A federal jury in California on Nov. 14 found pipe manufacturer JM Eagle liable for making false claims about PVC water pipe it sold to states and municipalities over the course of nearly a decade. JM Eagle pipes are used extensively in drinking water, irrigation and other public systems. The jury's verdict opens the company to potentially billions of dollars in damages, with an exact amount to be determined in a separate trial.
JM Eagle says it plans to appeal the verdict, stating in a press release that "we believe we have valid grounds for an appeal, which we will file as immediately as possible."
Formosa Plastics, the Taiwan-based former owner of JM Eagle and co-defendant in the case, disclosed last week that it had reached a $22.5-million settlement in September for its part in the suit. A federal judge will decide Dec. 19 whether to accept the deal. Formosa Plastics had acquired the PVC pipe business of manufacturer Johns Manville after that company's bankrupcy in 1982. In 1994 Walter Wang, the son of Formosa Plastics founder Y.C. Wang, became head of J-M Manufacturing, now JM Eagle. Walter Wang bought the company from Formosa Plastics in 2005, and today is JM Eagle's sole owner.
The lawsuit alleges that JM Eagle stamped certification ratings on its PVC pipe from Underwriters Laboratories (UL) and the American Water Works Association (AWWA) knowing the pipe did not meet those standards. In a 49-page verdict, jurors found JM Eagle had repeatedly misrepresented certification claims about its pipe, including stamping substandard pipe with AWWA C905 and C900 and UL 1285 labels.
"JM Eagle marketed its pipe knowing for nine years that it couldn't pass these tests," says Mary Inman, an attorney and partner with San Francisco-based firm Philips and Cohen, which is representing the states and municipalities in the case.
Neal Gordon, JM Eagle vice president of marketing and waterworks sales disputed the jury's conclusions. “JM Eagle is confident that the verdict will be set aside. The plaintiffs have not shown the actual pipe installed on the projects at issue was not manufactured to industry standards," Gordon said in a statement to ENR. “JM Eagle’s 50-year guarantee is unprecedented in the industry and our claims rate is less than 0.1% of the 11.4 billion linear feet of pipe we have sold in the last 10 years."
Plaintiffs in the case included the states of New Mexico, Nevada and Virginia, as well as multiple municipalities and water districts in California, a state which allows local government entities to file false-claim suits independently. Other states and the federal government were also listed as plaintiffs on the suit, but declined to act on this case. However, these "real parties of interest" may be entitled to damages now that liability has been established, Inman says.
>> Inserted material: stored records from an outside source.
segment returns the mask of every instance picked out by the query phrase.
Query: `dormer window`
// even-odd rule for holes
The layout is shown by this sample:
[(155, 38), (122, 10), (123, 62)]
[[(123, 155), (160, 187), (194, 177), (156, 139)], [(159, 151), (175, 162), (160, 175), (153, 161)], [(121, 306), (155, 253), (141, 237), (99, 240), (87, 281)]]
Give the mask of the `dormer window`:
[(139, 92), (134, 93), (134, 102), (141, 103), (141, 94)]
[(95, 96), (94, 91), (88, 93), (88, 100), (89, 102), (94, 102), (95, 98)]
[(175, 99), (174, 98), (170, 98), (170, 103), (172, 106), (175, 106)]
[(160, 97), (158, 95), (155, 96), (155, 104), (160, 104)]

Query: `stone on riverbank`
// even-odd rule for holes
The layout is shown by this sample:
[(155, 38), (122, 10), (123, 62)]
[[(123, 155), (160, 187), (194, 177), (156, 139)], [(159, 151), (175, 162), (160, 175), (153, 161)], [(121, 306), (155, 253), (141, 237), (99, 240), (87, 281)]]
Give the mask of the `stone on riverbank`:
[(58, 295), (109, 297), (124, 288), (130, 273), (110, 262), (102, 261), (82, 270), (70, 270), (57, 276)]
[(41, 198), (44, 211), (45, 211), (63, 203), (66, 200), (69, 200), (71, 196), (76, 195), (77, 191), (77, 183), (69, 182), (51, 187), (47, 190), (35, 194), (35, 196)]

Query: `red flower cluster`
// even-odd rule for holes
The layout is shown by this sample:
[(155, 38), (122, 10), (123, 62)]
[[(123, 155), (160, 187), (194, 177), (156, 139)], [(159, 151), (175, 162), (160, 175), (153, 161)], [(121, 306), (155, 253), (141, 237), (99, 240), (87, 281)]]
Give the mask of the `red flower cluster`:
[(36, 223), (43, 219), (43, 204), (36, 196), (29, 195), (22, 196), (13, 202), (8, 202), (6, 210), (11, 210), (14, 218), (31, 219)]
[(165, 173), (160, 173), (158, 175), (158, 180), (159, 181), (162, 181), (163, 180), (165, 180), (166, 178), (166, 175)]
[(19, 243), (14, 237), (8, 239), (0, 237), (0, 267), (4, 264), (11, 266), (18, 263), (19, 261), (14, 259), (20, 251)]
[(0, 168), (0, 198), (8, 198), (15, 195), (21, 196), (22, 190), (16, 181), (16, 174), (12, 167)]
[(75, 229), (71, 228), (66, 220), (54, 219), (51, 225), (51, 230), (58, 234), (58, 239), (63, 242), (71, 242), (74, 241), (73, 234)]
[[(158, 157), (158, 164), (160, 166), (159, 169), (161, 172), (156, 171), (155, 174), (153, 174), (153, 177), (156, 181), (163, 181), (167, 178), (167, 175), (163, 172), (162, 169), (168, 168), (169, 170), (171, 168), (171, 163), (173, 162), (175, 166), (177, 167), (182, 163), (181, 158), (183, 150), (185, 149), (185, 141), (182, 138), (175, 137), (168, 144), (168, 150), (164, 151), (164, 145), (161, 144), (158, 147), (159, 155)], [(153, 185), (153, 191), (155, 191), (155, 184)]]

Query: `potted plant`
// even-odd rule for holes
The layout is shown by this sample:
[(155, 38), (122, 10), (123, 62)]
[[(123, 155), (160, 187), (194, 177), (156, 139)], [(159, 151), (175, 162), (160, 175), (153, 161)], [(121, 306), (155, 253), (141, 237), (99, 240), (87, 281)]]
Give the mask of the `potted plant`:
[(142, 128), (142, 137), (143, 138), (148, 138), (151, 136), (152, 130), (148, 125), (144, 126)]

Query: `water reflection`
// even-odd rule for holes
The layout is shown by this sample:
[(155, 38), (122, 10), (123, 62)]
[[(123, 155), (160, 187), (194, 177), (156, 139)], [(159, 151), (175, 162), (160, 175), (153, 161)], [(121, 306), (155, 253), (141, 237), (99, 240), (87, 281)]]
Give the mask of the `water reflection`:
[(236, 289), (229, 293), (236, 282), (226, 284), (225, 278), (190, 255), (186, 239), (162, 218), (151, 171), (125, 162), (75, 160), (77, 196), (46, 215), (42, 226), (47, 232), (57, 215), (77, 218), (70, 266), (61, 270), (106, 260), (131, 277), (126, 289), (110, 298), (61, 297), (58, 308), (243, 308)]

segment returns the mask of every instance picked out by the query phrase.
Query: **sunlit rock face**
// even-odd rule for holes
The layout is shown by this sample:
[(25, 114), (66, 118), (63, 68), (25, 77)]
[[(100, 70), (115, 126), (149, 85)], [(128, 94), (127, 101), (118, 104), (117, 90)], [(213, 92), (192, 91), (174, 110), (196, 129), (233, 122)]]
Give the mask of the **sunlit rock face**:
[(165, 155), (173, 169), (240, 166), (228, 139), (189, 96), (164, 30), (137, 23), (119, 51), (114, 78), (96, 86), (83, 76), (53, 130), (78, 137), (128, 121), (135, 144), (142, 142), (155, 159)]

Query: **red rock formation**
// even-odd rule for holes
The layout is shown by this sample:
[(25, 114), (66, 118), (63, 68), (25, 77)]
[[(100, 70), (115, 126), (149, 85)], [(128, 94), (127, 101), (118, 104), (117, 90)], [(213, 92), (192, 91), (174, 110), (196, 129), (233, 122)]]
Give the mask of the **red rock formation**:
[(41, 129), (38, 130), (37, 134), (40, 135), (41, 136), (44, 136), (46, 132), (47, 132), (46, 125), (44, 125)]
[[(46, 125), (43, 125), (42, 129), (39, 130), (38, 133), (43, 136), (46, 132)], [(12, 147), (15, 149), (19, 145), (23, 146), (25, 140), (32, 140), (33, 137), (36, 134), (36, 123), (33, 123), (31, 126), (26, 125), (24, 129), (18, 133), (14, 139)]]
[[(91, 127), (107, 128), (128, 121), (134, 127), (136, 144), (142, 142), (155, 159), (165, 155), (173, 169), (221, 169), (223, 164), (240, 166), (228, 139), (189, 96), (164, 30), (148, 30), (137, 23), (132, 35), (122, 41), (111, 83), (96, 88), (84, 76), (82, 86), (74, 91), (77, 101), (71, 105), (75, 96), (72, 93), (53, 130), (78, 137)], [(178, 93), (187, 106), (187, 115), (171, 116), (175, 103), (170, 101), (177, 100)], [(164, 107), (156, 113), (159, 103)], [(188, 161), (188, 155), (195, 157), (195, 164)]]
The false claims lawsuit was first filed in 2006, when former JM Eagle engineer John Hendrix raised concerns about the quality of the company's widely used PVC water pipe. The lawsuit was filed under a statute that allows any citizen to bring a claim on behalf of the government. As the whistleblower in a qui tam lawsuit, Hendrix stands to receive a percentage of damages awarded, ranging from 15% to 30% depending on the individual claim.
The total amount of damages will be settled in a separate trial, as previously ordered by California Central District Court Judge George H. Wu. According to Inman, the money at stake could easily run into the billions of dollars. "There was $2.2-billion worth of product sold within the window to the plaintiffs at issue, but that doesn't cover the real damage here," she said. "If the pipe will not last as long as it is reputed to last, our clients are gonna have to replace it much sooner, and the replacement cost is much larger."
In a press release, Nevada Attorney General Catherine Cortez Masto said "[JM Eagle] PVC pipe has already failed across the Silver State and will have to be replaced sooner than expected—a budget nightmare for our cash-strapped state, cities and local agencies." Virginia Attorney General Ken Cuccinelli said in a press release "The trial showed the company's attempt to cut costs with shoddy manufacturing practices resulted in weaker PVC pipes, which ended up leaking and costing Virginia localities millions to repair or replace."